Formatting files means generating ASCII text files in MEDATLAS or ODV (Ocean Data View) format which are formats defined for the SeaDataNet project. The SeaDataNet project aims to develop a pan-European infrastructure for ocean and marine data management, in order to standardise, definitively preserve and facilitate integrated access to these data via a single portal.
NEMO software is used for formatting. However, before using NEMO, an in-depth check must be run to control the uniformity of input files.
Stage 1 of formatting: file standardisation
If the input files are not uniform, the NEMO software will not be able to format the data. The format of the entry data must be flawless.
The data provided
Our data providers send us data files in a variety of formats (dat, cnv, txt, xls, rtf, etc.).
When we open the files, we are sometimes surprised by the lack of consistency of their content, their complexity, the lack of rigour in the creation of the files and the lack of information associated with the data. In some cases, it can take several hours to several days to make the files consistent and ensure they meet our strict requirements.
On the other hand, when the files are consistent (or nearly consistent) this saves us precious time.
The first main stage in the quality control process involves standardising the input files. This can be a tedious task as it depends on the state in which the files are provided and on the number of files.
In the set of input files, the information relating to the stations and measurements must:
- Always be in the same position: same row in the file and same position in the row or column (if separator)
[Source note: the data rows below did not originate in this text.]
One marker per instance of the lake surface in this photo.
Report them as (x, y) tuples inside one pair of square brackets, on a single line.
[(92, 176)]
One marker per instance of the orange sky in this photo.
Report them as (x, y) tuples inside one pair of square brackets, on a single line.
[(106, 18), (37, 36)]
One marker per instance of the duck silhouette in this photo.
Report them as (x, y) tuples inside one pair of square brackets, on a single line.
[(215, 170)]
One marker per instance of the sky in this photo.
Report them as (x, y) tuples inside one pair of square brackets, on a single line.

- Always be in the same format
- For instance: for all stations, the latitude is
- On line 3 of the station header
- From character 21 to character 27
- format +DD.ddd
- For instance: for all stations, the latitude is
A few cases which complicate our work:
- When the station headers are not in the data files
- In this case we must correlate each station header with the data
- When we do not know which parameters are present in the files
- Archiving cannot be performed
- When we have the parameters but not their units
- It is difficult to choose the correct parameter
- When the metadata (dates, times, positions, etc.) are missing
- A station without a date or without a position cannot be archived
- When the metadata or data are not in the same format for all the stations
- The metadata or data must be made consistent either manually, using a programme or in Excel
- When the number of decimals in a column or in a given position is not identical
- The number of decimals must be made consistent so that all the data are aligned
- When the data are not always in the same place in the file(s)
- It can sometimes be necessary to reconstruct the file(s)
- When we do not know if the times indicated are in UT (Universal Time) or not
- We need to know the time difference to be entered in NEMO
This data homogenisation effort is a very meticulous and time-consuming task.
Once we are sure that the files are consistent, they can then be injected into the NEMO software.
Stage 2 of formatting: the NEMO software
NEMO is a custom software programme designed to format ASCII files. It is used to generate ODV and/or MEDATLAS files from homogeneous ASCII files consisting of vertical profiles (measurements at a fixed point from the surface down to the seabed, reference parameter: pressure or depth), time series (measurements at a fixed point and a given depth over a specific time period, reference parameter: data, time) and trajectories (measurements along a ship's route, reference parameters: latitude and longitude), ODV and/or MEDATLAS format files.
ASCII files can be:
- One file per station for vertical profiles and time series
- One file per cruise (or mooring) for vertical profiles, time series and trajectories.
NEMO's underlying principles
NEMO was designed to be capable of reading as many ASCII formats as possible to convert them to MEDATLAS and/or ODV formats. It cannot process Excel, Word or Open Office input files. Only text files can be processed.
NEMO users must describe the input files so that NEMO can find the necessary information in these formats.
The format of the metadata and data should not differ from one station to another. The description must be completed homogeneous.
Several steps must be carried out to convert input files. The user must describe:
- the file type
- the cruise to which the data relate
- station information
- the parameters measures
and most importantly, the exact location in the file and in what format they can be read.
Input file description
The user must be able to answer the following questions:
- Where are the input files to be read?
- Are they related to a cruise?
- Is there a single file for the cruise or a single file for each station?
- Is this a collection of files organised by cruise or not?
- Are there data separators (tabulations, semi-colons, commas, spaces)?
- Are they vertical profiles, time series?
- What format are they to be converted to?
When the user describes the station, he describes the position and format of the field containing the date, time, latitude and longitude, and depth of the station.
Same procedure as for stations. The user indicates the position of the parameter to be read, the default value, and the output format for each parameter.
All the parameter codes can be accessed via a list of parameters according to their units.
The check that the parameters have been described correctly, the values read in the file are displayed in the output format chosen be the user in a test column.
Once the description has been entered, the files can then be converted to MEDATLAS or ODV format.